The man who lived in the 13th century, has been dubbed Context 958 by researchers. He was among the hundreds whose remains were recovered from a graveyard under what is now the Old Divinity School of St John's College.
The cemetery, which was attached to a hospital and independent charitable foundation for the poor and infirm between 1200 and 1500 AD, was one of the largest medieval hospital cemeteries in the UK at the time.
Archaeologists and other specialists have been seeking new information on the poor who lived in the city, about whom there is little documentary evidence.
Prof John Robb, of the department of archaeology and anthropology at Cambridge University, said, ''We really don't know much about ordinary poor medieval people and their lives. Most work has focused either on upper middle classes or on celebrity bodies such as Richard III, The Guardian reported.

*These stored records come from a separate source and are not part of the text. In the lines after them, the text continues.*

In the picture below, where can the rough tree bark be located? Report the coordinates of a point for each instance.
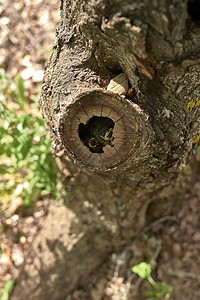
(156, 130)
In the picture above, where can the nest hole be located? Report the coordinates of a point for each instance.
(97, 133)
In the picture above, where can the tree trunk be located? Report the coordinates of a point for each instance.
(155, 127)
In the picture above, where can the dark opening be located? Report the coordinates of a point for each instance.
(97, 133)
(194, 9)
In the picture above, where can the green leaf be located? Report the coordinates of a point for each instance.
(143, 270)
(20, 90)
(3, 171)
(7, 289)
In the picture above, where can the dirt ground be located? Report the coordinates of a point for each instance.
(171, 243)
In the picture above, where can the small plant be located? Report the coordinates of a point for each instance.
(157, 290)
(7, 289)
(27, 167)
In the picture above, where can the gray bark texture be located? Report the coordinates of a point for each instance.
(156, 44)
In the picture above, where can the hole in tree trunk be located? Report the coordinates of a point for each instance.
(97, 133)
(194, 9)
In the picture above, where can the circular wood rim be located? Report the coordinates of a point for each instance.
(127, 131)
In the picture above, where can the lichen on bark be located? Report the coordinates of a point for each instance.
(97, 40)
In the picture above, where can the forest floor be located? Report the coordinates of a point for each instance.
(171, 243)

''Studying the skeletons of the unwashed masses thus has potential to tell us lots of things we would never learn from the written record.''
"Context 958 was probably an inmate of the Hospital of St John, a charitable institution which provided food and a place to live for a dozen or so indigent townspeople – some of whom were probably ill, some of whom were aged or poor and couldn't live alone," Phys.org quoted Robb, .
"Context 958 was over 40 when he died, and had quite a robust skeleton with a lot of wear and tear from a hard working life. We can't say what job specifically he did, but he was a working class person, perhaps with a specialised trade of some kind," said Robb.
"One interesting feature is that he had a diet relatively rich in meat or fish, which may suggest that he was in a trade or job which gave him more access to these foods than a poor person might have normally had. He had fallen on hard times, perhaps through illness, limiting his ability to continue working or through not having a family network to take care of him in his poverty."